Direção da Apemu custa R$ 1 milhão por ano ao povo de Uruguaiana

  Friday, 11 August, 2017

O vereador Eric Lins (DEM) protocolou ontem, 10/8, um pedido para que o prefeito Ronnie Mello (PP) revogue a cedência de seis servidores municipais que atualmente estão emprestados à Associação dos Professores e Especialistas de Educação da Rede Municipal de Uruguaiana (Apemu). Além do pedido formal, o Parlamentar fez uso da tribuna da Câmara para abordar o tema.

“ ‘Eu prometo guardar a Lei Orgânica do Município e desempenhar com lealdade e dedicação o mandato que me foi confiado pelo povo de Uruguaiana’. Essa é a primeira coisa que eu, que os senhores, e que o prefeito Ronnie Mello disse dentro desta casa no dia 1º de janeiro”, iniciou o Parlamentar. Logo depois, Eric lembrou que a LOM dispõe sobre a cedência de três servidores do município para que atuem no sindicato representante da categoria. E pontuou sobre a disparidade em relação a Lei 4 111/2012, o Plano de Carreira do Magistério, que assegura cedência, com ônus para o município, dos seis professores que forem eleitos para a diretoria da Apemu. “A moralidade exige que haja proporcionalidade nas determinações legais e existe flagrante desproporcionalidade entre a licença de três servidores dentre mais de três mil à pessoa jurídica de natureza pública Simur, previsto na Lei Máxima do Município, e a cedência de seis servidores, dentre 1,2 mil, à pessoa jurídica de natureza privada Apemu, prevista em Lei esparsa”, disse.

O custo

Lins ressaltou ainda o ‘golpe financeiro’ que a cedência acarreta, afirmando que os seis servidores cedidos não prestam serviço ao município de Uruguaiana, mas a uma entidade privada (Apemu). Ainda assim, recebem parcela significativa da folha de pagamento municipal. “Consultando-se o Portal da Transparência de Uruguaiana, verifica-se que, no último ano, esses seis servidores receberam dos cofres do município R$ 750 mil, nos quais não se incluem os valores que o município paga ao INSS, FGTS e outros encargos trabalhistas”, afirmou.

O decreto

Eric Lins lembrou ainda do decreto de emergência financeira assinado pelo prefeito Ronnie Mello logo nos primeiros dias de governo, e reeditado no mês passado.

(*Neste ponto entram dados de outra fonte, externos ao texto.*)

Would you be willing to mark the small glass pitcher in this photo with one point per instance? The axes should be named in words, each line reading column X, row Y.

Para o Vereador, a manutenção dos servidores trabalhando em prol de uma entidade privada é imoral, “especialmente em um momento em que enfrentamos calamidade financeira”.

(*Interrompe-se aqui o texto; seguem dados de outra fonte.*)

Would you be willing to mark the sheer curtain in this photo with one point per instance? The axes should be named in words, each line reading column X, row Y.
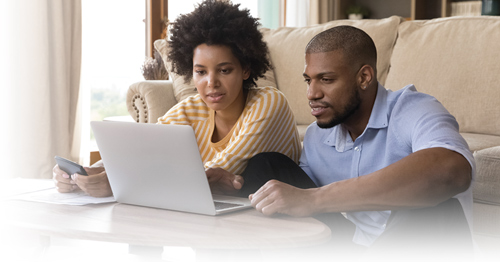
column 40, row 83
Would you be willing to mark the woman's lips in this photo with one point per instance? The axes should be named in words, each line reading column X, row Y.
column 215, row 97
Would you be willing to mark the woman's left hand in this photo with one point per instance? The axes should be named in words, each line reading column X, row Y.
column 223, row 182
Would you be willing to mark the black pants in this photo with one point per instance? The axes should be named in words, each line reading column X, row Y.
column 441, row 229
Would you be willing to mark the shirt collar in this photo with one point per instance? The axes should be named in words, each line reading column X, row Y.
column 339, row 136
column 379, row 116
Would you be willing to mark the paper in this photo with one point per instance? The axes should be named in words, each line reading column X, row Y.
column 53, row 197
column 43, row 190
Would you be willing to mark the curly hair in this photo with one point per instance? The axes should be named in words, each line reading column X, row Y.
column 218, row 23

Lins falou ainda que aos servidores regidos pela CLT aplica-se a legislação federal, que não prevê tal regramento e, mesmo que se invoque o artigo 60 da Lei 4 111/2012, questionada judicialmente, ela não tem condão de evitar a exigência formal do artigo 37 da Lei Orgânica do Município de Uruguaiana, vez que o regramento de cedência fora previsto em lei esparsa e não no Estatuto dos Funcionários Públicos do Município de Uruguaiana. “Sendo assim, resta que a cedência de professor a entidade
privada Apemu, remunerado às custas do caixa do município, é medida ilegal que traz prejuízo ao erário, devendo ser imediatamente cessada, sob pena, inclusive, da possibilidade de configurar improbidade administrativa, na forma do artigo 10, II da Lei 8 429/92”, concluiu. Para Eric, os seis servidores devem imediatamente retornar as funções ordinárias.

O CIDADE tentou falar com a Apemu, mas o telefone não foi atendido; a presidente Dirce Soares, estava com o celular desligado; o prefeito Ronnie Mello e o secretário de governo Paulo Fossari, também não atenderam.